Rationale for adopting human-centered design
Using a human centered approach to design and development has substantial economic and social benefits for users, employers and suppliers. Highly usable systems and products tend to be more successful both technically and commercially. In some areas, such as consumer products, purchasers will pay a premium for well-designed products and systems. Support and help-desk costs are reduced when users can understand and use products without additional assistance. In most countries, employers and suppliers have legal obligations to protect users from risks to their health, and safety and human-centred methods can reduce these risks (e.g. musculoskeletal risks). Systems designed using human-centred methods improve quality, for example, by:
- Increasing the productivity of users and the operational efficiency of organizations
- Being easier to understand and use, thus reducing training and support costs
- Increasing usability for people with a wider range of capabilities and thus increasing accessibility
- Improving user experience
- Reducing discomfort and stress
- Providing a competitive advantage, for example by improving brand image
- Contributing towards sustainability objectives
Benefits of human centered design
The complete benefits of human centered design can be determined by taking into account the total life cycle costs of the product, system or service, including conception, design, implementation, support, use, maintenance and, finally disposal/retirement.

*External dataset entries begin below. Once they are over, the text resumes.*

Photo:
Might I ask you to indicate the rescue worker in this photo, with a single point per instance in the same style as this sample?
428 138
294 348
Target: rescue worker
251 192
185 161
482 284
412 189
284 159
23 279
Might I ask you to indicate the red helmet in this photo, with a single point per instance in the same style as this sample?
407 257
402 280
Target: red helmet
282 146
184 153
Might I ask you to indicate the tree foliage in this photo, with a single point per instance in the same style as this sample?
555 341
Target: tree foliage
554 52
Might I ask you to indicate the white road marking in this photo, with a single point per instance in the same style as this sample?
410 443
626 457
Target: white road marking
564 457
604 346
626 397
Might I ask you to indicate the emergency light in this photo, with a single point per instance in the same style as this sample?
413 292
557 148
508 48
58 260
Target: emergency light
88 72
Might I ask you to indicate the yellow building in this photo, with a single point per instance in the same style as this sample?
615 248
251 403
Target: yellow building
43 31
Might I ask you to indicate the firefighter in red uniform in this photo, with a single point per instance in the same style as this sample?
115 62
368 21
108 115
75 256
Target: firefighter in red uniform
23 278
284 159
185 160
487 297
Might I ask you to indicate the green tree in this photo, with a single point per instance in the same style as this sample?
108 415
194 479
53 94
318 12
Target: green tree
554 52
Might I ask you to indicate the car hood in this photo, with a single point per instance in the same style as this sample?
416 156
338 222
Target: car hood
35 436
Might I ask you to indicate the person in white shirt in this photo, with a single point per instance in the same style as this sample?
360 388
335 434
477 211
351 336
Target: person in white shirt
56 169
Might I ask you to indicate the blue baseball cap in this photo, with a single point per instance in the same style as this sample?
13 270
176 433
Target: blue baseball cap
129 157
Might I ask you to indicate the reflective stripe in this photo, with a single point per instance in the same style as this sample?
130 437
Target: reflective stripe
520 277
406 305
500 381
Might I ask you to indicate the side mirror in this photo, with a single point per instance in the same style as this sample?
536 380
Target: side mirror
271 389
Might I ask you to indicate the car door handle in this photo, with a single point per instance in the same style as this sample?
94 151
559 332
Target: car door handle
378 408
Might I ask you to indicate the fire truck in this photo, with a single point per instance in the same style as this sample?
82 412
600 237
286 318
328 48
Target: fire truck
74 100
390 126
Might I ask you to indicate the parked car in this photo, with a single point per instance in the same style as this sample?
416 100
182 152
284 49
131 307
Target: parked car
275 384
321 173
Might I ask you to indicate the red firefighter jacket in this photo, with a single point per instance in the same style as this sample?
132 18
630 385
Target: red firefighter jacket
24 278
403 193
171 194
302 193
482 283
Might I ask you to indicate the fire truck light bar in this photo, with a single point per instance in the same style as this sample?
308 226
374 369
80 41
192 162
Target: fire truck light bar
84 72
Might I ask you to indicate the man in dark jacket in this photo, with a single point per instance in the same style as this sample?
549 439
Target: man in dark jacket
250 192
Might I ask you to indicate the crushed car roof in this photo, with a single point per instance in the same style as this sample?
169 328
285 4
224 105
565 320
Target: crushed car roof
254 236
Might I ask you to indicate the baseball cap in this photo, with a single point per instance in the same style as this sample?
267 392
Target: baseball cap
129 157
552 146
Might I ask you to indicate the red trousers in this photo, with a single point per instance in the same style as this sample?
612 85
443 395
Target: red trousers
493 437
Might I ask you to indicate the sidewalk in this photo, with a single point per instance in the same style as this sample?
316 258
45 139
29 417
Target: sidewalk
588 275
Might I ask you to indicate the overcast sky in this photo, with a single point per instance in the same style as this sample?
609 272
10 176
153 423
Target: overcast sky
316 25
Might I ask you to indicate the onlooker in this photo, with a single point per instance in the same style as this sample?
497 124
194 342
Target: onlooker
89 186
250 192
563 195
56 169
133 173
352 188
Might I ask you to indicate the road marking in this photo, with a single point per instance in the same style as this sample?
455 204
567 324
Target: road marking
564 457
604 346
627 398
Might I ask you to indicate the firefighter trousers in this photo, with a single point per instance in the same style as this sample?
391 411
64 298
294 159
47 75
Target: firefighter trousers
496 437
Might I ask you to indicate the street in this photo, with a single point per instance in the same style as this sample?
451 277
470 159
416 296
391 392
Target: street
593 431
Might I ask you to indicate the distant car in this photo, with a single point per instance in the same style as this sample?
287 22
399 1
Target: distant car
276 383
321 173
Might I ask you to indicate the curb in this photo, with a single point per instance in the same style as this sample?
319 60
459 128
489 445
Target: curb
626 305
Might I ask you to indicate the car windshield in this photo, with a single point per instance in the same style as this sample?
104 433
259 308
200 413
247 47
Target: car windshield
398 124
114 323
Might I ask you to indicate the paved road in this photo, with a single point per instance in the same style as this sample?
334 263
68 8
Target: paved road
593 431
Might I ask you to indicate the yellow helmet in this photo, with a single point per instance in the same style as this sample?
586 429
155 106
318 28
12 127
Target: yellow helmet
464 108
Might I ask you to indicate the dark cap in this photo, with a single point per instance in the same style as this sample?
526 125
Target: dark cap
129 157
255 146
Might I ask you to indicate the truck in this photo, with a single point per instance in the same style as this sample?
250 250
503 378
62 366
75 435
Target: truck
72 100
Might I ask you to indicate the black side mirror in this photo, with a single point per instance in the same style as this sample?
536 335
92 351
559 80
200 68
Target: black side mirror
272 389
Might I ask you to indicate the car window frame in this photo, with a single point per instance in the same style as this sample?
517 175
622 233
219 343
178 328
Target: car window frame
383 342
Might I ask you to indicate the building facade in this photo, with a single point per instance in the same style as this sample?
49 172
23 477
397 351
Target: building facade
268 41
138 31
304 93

Taking a human-centered design approach contributes to other aspects of system design, for example, by improving the identification and definition of functional requirements, like security. Taking a human-centered design approach also increases the likelihood of completing the project successfully, on time, and within budget. Using appropriate human-centered methods can reduce the risk of the product failing to meet stakeholder requirements or being rejected by its users.